I’ll also mention that although people at MIRI roughly track how many hours they spend working, and on what, I don’t put much weight on these numbers (especially for researchers). If a researcher comes up with a new idea in the shower, at the gym, on their walk to work, or whatever, I don’t expect them to log those hours as work time. (Fun fact: Scott came up with logical induction on his walk to work.) Many of us are thinking about work when we aren’t at our desks, so to speak. It’s also hard to compare someone who spends 80 hours working on a problem they love and find really exciting, to someone who spends 40 hours on really grueling tasks. I prefer to focus on how much people are getting done and how they are feeling.
Re 4, for me personally, I think my biggest mistake this year was not delegating enough after transitioning into the COO role. This caused a few ops projects to be blocked on me unnecessarily, which set a few ops projects back a few months. (For example, I finished our 2015-in-review document significantly later than I would have liked.)
Over the past couple of years I’ve been excited to see the growth of the community of researchers working on technical problems related to AI alignment.
Here a quick and non-exhaustive list of people (and associated organizations) that I’m following (besides MIRI research staff and associates) in no particular order:
Stuart Russell and the new Center for Human-Compatible AI.
FHI’s growing technical AI safety team, which includes:
Stuart Armstrong, who is also a research associate at MIRI and co-author of Safely Interruptible Agents with Laurent Orseau of DeepMind);
Owain Evans; and
Jan Leike, who recently collaborated with MIRI on the paper A formal solution to the grain of truth problem.
The authors of the Concrete Problems in AI Safety paper:
Dario Amodei, who is now at OpenAI, and Chris Olah and Dan Mané at Google Brain;
Jacob Steinhardt at Stanford;
Paul Christiano, who is a long-time MIRI collaborator currently at OpenAI (see also his writing at medium.com/ai-control); and
John Schulman, also at OpenAI.
DeepMind’s AI safety team, led by Laurent Orseau.
Various other individual academics; for a sampling see speakers at our Colloquium Series on Robust and Beneficial AI and grant recipients from the Future of Life Institute.
When it comes to growth, at the moment our focus is on expanding the research team. As such, our next few hires are likely to be research fellows, and assistant research fellows[1] for both our agent foundations and machine learning technical agendas. We have two new research fellows who are signed on to join the team, Abram Demski and Mihály Bárász. Abram and Mihály will both be more focused on the AF agenda, so I’m hoping our next couple hires after them will be on the ML side. We’re prioritizing people who can write well and quickly; if you or someone you know is interested and has that sort of skill, you’re encouraged to get in touch with Alex Vermeer.

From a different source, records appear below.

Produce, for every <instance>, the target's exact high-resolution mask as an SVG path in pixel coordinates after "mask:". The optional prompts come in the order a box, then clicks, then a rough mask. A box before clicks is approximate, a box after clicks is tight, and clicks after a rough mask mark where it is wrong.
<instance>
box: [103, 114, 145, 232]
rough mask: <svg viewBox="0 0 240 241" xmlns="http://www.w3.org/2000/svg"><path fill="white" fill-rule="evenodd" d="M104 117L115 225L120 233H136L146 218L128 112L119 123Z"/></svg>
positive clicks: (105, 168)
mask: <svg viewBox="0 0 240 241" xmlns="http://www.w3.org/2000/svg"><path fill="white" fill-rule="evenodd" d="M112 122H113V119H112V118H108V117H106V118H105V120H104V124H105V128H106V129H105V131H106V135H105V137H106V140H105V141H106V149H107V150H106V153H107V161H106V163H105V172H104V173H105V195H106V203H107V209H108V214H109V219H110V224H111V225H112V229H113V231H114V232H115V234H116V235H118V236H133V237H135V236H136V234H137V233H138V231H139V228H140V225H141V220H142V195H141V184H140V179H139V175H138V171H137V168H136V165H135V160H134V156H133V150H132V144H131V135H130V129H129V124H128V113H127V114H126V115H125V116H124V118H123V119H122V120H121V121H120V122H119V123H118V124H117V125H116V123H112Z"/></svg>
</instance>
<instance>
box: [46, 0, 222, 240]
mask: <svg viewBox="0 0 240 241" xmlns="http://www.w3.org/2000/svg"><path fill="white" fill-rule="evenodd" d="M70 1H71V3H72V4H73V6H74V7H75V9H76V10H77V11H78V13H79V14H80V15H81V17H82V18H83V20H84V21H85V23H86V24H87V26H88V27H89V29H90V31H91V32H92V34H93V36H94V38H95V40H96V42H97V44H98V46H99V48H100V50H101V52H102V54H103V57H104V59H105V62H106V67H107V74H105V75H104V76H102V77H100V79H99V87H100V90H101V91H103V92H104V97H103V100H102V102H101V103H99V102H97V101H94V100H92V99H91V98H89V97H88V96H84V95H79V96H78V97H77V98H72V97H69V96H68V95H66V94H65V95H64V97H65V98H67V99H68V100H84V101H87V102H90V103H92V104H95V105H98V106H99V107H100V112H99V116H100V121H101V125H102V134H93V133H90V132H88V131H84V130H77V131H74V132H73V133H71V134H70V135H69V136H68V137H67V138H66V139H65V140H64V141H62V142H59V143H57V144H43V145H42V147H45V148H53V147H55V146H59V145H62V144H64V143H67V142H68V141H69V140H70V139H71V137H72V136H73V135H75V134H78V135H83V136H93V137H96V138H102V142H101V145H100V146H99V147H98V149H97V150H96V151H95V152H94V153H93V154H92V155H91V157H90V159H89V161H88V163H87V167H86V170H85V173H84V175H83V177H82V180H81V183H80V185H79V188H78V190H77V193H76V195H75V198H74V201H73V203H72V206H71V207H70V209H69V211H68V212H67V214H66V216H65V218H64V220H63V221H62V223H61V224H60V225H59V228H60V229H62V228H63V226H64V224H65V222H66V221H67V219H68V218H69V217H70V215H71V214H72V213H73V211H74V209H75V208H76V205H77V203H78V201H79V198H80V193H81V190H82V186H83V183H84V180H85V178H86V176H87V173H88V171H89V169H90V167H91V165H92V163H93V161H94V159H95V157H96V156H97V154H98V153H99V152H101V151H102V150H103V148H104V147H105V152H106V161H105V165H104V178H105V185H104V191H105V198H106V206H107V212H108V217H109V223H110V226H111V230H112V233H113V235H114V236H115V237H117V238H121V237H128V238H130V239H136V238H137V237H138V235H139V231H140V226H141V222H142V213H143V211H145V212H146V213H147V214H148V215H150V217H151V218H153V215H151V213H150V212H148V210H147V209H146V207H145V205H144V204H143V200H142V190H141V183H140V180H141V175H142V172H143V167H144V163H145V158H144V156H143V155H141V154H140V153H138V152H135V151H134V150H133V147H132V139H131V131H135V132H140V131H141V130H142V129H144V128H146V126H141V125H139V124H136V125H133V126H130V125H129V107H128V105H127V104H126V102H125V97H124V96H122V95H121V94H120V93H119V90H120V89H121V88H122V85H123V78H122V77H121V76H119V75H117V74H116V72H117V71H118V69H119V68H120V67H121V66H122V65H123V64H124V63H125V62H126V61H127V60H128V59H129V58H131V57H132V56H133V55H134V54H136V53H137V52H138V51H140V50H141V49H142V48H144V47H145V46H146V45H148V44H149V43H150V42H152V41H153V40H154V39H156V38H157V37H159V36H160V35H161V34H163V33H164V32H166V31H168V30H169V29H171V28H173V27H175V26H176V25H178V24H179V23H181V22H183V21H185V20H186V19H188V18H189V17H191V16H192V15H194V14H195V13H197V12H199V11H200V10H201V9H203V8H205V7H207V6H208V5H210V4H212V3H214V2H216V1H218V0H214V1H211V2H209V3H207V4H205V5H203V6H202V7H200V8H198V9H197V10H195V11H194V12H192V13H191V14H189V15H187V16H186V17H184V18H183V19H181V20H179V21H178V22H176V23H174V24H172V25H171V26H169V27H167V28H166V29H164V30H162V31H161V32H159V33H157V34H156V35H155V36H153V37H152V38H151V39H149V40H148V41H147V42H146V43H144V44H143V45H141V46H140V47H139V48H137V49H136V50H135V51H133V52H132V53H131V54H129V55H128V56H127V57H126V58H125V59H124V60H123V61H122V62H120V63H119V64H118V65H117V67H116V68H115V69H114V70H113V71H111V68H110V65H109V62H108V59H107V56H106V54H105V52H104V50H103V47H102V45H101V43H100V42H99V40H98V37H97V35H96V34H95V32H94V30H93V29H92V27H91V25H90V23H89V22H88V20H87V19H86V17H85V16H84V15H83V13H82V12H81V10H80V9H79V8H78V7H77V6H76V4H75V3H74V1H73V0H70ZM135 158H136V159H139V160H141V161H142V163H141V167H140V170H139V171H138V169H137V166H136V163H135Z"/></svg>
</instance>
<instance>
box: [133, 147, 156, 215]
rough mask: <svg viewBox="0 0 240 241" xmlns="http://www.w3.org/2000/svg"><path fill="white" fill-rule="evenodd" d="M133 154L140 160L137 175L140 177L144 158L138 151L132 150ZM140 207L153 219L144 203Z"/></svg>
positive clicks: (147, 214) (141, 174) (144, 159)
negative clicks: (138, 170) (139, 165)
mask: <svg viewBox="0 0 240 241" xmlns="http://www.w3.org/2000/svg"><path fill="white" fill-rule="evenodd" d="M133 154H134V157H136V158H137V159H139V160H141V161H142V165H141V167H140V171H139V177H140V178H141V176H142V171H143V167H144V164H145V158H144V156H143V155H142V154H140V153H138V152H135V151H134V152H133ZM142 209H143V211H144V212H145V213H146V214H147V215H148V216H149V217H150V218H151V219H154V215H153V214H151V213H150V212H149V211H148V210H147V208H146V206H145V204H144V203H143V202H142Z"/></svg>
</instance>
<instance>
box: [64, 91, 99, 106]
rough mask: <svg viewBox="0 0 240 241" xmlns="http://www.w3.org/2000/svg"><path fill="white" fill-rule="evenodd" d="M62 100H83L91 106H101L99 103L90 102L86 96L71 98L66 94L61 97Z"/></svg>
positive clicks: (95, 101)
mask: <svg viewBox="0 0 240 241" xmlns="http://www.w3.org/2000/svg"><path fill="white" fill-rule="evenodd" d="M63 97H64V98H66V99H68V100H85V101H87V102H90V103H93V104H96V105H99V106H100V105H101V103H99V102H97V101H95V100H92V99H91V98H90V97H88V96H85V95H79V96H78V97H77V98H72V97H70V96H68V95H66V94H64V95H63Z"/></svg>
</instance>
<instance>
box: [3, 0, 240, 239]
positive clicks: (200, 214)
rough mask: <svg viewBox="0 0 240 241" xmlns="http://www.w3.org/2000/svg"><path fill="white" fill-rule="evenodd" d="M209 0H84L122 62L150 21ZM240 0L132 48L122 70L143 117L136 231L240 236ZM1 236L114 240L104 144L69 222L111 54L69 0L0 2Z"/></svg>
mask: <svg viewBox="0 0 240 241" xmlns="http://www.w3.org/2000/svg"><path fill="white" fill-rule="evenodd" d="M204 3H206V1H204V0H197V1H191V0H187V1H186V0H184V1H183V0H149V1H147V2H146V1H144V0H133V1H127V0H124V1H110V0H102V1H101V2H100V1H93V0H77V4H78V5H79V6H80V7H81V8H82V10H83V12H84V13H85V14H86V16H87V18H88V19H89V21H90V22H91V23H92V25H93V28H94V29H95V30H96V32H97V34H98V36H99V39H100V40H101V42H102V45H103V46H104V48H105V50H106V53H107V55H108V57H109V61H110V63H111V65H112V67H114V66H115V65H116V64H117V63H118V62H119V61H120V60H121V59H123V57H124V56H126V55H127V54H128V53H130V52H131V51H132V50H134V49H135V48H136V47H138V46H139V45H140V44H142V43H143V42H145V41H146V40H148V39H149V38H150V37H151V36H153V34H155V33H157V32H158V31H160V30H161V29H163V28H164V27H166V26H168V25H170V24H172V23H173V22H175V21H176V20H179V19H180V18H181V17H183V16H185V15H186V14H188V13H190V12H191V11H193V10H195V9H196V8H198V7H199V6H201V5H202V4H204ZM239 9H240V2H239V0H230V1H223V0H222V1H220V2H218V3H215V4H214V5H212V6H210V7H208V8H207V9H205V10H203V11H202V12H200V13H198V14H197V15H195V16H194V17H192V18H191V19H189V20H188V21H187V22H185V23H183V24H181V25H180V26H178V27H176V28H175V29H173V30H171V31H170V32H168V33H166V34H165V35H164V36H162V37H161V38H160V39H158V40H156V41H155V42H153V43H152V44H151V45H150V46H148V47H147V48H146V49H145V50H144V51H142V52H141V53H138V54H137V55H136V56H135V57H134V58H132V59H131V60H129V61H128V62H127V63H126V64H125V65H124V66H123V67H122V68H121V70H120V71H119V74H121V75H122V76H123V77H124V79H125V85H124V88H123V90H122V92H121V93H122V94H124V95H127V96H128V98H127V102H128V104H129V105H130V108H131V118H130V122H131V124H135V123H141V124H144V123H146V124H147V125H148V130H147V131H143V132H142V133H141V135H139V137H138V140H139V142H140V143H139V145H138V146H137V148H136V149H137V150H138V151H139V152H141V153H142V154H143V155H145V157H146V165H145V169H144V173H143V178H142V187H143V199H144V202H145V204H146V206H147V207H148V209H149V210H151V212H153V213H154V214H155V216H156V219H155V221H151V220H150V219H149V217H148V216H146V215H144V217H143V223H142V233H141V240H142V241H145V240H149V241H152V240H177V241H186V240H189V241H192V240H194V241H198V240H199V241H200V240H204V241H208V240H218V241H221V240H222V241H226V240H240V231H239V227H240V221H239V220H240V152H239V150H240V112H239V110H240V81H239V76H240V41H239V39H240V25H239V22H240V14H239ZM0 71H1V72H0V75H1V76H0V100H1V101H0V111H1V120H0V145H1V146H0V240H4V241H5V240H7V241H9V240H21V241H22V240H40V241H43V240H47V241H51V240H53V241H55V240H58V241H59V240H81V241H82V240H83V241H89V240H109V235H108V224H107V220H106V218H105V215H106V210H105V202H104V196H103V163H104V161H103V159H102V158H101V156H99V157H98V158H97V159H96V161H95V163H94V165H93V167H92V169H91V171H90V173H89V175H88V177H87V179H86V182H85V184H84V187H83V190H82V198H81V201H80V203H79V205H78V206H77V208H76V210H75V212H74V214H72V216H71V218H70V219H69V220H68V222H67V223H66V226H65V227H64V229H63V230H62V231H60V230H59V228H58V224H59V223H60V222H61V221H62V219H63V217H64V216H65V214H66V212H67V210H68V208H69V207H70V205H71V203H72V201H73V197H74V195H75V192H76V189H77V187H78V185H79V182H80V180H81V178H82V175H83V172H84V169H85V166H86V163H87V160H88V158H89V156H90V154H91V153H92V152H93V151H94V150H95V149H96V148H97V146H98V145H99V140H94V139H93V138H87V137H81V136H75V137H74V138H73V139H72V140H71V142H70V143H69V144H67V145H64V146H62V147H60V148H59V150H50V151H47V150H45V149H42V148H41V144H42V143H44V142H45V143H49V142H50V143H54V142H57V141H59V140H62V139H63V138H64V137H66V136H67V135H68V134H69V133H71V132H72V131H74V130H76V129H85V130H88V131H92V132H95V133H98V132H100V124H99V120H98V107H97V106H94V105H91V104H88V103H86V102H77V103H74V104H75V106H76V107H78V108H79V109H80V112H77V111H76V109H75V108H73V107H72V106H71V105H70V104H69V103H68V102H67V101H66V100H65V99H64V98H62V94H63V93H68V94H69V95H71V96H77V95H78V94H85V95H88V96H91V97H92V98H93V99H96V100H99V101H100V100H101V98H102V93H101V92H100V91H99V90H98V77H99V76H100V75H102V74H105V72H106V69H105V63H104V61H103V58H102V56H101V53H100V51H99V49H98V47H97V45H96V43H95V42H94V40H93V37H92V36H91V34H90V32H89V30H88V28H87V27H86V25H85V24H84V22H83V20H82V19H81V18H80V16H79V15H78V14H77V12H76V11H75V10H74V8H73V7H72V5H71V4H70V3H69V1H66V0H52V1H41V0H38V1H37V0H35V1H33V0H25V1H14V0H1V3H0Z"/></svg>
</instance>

As mentioned in MIRI Update and Fundraising Case, which Nate posted here a few days ago, in the medium term our current plan is to grow our research team to 13–17 people. Since we already have a pretty solid ops foundation, I don’t anticipate that we’ll need to increase our ops capacity very much to support a research team of that size, so unless our strategy changes significantly, I expect most of our upcoming hires will be researchers.
[1] At MIRI, research fellow is a full-time permanent position. A decent analogy in academia might be that research fellows are to assistant research fellows as full-time faculty are to post-docs. Assistant research fellowships are intended to be a more junior position with a fixed 1–2 year term.
FWIW, I found this last bit confusing. In my experience chatting with folk, regardless of how much they agree with or like MIRI, they usually think MIRI is quite candid an honest in it’s communication.
(TBC, I do think the “Death with Dignity” post was needlessly confusing, but that’s not the same thing as dishonest.)